Le coût total du programme est estimé à quarante-et-un milliards de francs, pour cinquante appareils. Les livraisons doivent s'échelonner entre 2007 et 2017, ce qui implique de dégager un flux annuel de crédits de paiement de l'ordre de 3,2 milliards de francs dès le début de la prochaine loi de programmation. Le calendrier de livraison, coïncidant avec celui de la fin de vie des Transall, dont vingt-sept au moins seront retirés entre 2006 et 2008, laisse apparaître un déficit de capacité de projection qui atteindrait, durant la période de transition, le plancher de 800 sur les 1.500 tonnes prévues par le modèle 2015. Il sera donc nécessaire de procéder à des affrètements ou des locations pour le transport logistique ; la flotte existante permettra néanmoins d'assurer les missions tactiques.
Cependant, la participation de l'Armée de l'Air, à hauteur de 3,9 milliards, aux vingt milliards dégagés pour financer le programme A-400M, risque d'accroître la tension sur ses stocks d'autorisations de programme.
3. La flotte d'hélicoptères
Les quatre-vingt-six hélicoptères de l'Armée de l'air sont utilisés pour un grand nombre de missions effectués au profit des forces armées mais également de la population civile.
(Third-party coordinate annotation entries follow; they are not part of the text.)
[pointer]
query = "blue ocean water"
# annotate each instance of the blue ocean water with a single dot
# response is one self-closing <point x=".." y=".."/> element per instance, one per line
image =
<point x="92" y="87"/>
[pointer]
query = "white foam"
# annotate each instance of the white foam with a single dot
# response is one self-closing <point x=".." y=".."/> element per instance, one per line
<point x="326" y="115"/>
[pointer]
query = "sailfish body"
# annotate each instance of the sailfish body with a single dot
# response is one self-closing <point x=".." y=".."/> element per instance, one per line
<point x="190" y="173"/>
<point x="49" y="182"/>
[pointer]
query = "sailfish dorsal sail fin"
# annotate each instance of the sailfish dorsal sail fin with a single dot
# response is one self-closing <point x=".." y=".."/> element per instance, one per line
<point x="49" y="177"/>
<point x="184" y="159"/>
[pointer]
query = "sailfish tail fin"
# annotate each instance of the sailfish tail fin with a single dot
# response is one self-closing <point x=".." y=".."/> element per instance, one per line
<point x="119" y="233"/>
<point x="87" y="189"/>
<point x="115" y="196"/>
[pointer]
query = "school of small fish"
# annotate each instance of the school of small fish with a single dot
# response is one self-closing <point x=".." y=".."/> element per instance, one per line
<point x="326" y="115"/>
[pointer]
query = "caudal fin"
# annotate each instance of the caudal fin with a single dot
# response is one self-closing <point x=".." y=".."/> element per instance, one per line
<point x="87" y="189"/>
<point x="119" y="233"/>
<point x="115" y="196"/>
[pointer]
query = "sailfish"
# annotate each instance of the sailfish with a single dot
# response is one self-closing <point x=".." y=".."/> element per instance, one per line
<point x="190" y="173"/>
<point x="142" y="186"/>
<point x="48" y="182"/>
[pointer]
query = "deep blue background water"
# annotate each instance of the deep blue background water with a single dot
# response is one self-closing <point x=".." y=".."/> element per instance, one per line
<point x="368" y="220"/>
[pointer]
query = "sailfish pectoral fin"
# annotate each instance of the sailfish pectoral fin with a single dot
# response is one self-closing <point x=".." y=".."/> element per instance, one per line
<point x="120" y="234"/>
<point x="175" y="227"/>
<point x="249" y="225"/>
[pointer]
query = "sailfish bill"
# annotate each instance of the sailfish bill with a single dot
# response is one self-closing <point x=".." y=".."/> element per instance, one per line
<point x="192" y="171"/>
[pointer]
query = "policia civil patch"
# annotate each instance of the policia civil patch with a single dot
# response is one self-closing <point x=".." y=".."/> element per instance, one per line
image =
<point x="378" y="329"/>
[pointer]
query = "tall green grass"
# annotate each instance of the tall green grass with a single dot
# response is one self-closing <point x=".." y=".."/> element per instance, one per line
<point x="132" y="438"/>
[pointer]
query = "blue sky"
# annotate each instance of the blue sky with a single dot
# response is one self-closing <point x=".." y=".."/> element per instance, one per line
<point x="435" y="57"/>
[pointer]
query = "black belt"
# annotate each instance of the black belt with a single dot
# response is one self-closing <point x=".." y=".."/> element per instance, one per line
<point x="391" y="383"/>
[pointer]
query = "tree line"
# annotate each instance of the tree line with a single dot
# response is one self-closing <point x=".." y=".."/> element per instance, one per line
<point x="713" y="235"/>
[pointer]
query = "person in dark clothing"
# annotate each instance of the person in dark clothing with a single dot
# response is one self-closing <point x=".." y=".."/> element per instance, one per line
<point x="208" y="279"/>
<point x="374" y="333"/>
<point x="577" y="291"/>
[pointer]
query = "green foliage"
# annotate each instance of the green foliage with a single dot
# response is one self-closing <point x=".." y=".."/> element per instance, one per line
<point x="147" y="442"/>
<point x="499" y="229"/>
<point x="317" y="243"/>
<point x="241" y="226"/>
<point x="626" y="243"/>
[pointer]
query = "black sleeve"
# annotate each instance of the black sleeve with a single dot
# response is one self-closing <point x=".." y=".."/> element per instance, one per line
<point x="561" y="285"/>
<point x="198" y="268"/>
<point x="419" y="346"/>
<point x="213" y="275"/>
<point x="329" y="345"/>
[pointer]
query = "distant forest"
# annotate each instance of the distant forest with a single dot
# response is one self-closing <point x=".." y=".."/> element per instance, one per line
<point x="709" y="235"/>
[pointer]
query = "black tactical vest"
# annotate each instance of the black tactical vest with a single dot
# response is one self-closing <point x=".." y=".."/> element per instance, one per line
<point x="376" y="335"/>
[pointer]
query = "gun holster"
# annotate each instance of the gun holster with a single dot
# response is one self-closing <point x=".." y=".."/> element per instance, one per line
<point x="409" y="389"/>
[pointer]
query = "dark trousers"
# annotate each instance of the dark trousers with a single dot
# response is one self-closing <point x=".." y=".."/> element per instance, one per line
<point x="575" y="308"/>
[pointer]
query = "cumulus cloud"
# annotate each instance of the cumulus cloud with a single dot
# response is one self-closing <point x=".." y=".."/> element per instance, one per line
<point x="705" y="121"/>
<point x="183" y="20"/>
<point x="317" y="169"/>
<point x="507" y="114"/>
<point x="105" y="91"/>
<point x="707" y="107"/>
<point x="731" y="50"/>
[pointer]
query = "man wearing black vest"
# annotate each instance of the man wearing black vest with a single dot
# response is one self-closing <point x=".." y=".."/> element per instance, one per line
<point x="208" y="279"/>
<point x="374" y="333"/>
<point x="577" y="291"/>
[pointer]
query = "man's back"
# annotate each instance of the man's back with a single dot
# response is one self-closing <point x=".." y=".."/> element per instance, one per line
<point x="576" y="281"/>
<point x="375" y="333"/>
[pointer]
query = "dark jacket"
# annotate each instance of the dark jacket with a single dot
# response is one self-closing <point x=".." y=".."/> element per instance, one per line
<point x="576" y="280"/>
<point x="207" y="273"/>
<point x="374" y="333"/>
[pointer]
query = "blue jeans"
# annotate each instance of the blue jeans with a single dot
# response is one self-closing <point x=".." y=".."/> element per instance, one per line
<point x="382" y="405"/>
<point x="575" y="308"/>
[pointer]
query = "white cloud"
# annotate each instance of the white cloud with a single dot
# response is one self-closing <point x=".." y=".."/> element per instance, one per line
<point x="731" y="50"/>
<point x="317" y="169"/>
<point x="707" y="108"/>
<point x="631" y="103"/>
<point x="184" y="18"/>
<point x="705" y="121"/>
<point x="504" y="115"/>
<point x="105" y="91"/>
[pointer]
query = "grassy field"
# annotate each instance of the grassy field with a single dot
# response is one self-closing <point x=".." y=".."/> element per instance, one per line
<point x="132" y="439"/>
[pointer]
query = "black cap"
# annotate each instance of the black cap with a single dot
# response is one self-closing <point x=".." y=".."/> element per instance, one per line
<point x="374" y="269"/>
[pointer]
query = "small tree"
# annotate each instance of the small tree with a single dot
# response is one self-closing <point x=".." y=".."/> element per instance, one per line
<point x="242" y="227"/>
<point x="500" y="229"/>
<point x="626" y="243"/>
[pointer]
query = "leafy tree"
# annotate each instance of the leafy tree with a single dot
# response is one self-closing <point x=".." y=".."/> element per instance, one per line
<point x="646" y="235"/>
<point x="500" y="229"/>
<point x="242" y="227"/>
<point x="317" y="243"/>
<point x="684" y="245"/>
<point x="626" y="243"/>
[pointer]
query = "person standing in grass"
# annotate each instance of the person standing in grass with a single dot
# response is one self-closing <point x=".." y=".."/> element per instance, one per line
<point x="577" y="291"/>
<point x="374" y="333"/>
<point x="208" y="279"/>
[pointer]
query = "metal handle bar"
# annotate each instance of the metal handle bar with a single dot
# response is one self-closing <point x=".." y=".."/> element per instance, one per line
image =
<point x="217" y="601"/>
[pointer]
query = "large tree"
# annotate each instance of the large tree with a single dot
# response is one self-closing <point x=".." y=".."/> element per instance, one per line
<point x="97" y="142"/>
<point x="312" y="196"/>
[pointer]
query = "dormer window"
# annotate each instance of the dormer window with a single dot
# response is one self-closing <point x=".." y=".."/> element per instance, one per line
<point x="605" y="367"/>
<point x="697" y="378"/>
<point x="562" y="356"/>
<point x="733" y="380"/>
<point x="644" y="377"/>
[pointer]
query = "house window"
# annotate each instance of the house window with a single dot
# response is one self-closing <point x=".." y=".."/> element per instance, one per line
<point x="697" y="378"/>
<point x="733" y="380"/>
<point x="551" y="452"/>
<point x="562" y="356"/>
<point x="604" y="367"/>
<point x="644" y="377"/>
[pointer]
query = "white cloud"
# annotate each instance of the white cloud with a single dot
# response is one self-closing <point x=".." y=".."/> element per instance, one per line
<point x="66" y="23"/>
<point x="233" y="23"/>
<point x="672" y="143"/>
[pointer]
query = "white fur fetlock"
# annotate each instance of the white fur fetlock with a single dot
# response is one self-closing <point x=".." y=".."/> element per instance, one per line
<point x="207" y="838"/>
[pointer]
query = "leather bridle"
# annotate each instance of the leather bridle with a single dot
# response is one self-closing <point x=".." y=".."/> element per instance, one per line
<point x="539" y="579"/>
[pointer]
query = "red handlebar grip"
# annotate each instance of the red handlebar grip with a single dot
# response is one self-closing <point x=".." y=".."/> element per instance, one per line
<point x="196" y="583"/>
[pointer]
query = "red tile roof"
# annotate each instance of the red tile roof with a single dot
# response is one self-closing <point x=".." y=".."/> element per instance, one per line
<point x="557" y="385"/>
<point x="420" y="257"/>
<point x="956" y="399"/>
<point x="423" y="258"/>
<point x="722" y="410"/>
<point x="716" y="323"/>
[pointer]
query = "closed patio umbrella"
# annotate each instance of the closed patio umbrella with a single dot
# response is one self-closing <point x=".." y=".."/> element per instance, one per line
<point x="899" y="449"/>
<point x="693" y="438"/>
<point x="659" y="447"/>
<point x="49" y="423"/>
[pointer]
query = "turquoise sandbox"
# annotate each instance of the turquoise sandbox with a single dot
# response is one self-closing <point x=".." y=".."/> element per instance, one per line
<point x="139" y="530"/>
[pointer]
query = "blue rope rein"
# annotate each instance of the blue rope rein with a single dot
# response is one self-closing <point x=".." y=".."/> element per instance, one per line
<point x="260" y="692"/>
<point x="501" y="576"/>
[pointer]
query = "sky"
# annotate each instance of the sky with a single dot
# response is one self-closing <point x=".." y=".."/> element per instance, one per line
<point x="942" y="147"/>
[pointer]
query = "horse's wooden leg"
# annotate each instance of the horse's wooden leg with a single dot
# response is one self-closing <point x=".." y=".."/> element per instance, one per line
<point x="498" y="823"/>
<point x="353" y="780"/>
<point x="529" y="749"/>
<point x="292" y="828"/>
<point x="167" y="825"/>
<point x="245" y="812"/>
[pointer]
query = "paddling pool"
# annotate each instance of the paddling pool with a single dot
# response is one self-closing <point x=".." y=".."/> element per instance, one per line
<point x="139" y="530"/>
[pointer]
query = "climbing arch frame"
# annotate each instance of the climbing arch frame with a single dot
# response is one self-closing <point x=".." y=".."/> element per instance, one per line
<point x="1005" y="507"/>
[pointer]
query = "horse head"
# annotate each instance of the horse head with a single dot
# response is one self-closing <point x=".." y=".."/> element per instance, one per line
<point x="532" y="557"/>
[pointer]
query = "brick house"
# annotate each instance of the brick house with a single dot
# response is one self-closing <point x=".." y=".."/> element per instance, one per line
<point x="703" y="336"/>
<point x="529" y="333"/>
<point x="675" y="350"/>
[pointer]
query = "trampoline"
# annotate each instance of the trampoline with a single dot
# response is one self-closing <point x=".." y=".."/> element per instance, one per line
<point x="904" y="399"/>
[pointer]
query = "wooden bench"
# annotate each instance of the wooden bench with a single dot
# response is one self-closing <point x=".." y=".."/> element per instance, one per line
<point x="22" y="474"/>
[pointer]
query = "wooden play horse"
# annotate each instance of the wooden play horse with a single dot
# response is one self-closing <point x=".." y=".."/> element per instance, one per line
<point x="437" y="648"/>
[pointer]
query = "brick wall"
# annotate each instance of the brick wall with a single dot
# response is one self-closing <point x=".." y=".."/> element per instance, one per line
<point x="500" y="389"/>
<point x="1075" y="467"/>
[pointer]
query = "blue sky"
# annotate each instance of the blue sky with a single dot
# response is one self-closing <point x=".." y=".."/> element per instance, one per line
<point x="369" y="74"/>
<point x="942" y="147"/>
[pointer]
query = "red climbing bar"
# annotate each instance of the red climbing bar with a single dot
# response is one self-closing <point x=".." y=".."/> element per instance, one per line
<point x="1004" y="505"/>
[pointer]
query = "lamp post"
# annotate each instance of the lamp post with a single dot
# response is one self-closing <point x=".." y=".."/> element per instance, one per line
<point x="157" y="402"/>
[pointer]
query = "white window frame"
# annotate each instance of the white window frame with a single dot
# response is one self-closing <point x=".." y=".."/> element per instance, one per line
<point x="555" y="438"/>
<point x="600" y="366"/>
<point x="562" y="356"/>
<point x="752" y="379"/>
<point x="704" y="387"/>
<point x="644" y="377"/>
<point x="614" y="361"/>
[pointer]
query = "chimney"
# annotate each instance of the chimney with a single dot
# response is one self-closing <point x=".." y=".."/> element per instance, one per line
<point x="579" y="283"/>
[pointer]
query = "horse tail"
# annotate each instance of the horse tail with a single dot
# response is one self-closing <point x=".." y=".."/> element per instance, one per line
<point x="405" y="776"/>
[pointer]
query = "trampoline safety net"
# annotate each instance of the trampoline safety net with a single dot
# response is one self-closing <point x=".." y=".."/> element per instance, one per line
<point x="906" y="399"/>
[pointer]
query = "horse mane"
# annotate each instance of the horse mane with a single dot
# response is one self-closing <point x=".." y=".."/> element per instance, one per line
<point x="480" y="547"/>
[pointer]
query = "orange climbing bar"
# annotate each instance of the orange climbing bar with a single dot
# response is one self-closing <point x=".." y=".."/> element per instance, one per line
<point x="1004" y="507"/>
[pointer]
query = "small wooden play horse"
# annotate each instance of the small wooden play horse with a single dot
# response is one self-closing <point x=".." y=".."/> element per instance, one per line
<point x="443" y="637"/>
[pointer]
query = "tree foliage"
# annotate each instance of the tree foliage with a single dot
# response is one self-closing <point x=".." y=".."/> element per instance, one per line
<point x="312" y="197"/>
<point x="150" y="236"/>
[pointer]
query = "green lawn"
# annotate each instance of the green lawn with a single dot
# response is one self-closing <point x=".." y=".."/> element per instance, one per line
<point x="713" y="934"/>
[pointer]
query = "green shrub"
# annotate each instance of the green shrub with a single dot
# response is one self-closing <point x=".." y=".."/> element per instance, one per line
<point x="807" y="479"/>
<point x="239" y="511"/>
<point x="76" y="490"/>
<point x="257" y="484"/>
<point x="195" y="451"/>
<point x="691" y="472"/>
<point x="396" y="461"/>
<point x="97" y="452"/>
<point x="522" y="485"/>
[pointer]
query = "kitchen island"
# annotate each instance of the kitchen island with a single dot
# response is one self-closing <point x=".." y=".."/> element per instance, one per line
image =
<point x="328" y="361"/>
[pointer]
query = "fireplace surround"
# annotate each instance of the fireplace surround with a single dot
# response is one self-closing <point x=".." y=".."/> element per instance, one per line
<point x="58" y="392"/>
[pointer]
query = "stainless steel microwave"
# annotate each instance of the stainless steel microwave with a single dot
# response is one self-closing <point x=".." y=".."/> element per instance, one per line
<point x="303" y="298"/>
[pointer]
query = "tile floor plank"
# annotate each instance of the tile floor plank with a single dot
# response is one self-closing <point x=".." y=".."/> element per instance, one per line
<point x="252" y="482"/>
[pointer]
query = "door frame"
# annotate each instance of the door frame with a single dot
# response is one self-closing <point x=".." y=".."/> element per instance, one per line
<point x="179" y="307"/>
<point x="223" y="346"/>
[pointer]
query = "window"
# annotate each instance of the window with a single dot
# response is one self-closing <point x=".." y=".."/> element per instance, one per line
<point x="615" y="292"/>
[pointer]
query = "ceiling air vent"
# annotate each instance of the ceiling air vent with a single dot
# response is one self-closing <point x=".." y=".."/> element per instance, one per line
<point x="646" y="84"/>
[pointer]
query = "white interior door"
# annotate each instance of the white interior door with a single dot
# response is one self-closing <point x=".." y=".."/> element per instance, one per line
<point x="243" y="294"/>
Ces moyens sont consacrés aux opérations de recherche et de sauvetage au combat (RESCO), à la mission permanente de recherche et de secours sur le territoire national des appareils civils et militaires (SAR), à l'assistance aux populations en cas de catastrophe naturelle, aux mesures actives de sûreté aérienne, à la protection des points sensibles et au support opérationnel des forces.
La nécessaire poursuite de la mission RESCO, actuellement assurée par sept hélicoptères Puma équipés spécialement, impose une évolution de cette flotte. Un premier appareil Cougar RESCO a été livré en 1999 et employé à diverses fins d'expérimentation et trois autres appareils, commandés en 1999 et 2000, seront livrés en 2003. Il demeurera cependant nécessaire de compléter cette flotte de manière à ce que la France soit capable de remplir cette mission dans le cadre d'une opération interalliée.
4. Ravitaillement en vol et transport logistique
Le modèle 2015, conforté par les enseignements du Kosovo, comporte une flotte de seize ravitailleurs. Il en existe actuellement quatorze, dont trois, achetés d'occasion en 1997 et 1998, doivent être remis au standard commun. Outre trois Airbus A310, la flotte de transport logistique comprend actuellement deux DC8-72 qui seront retirés du service en 2010.
Les plus vieux des ravitailleurs seront retirés du service à partir de 2020. Il est donc envisagé d'acquérir, très progressivement, une flotte d'appareils mixtes multirole tanker transport (MRTT,) constituée à partir d'Airbus d'occasion rénovés et transformés par EADS. L'Armée de l'air pourrait acheter, dès 2005, deux de ces appareils.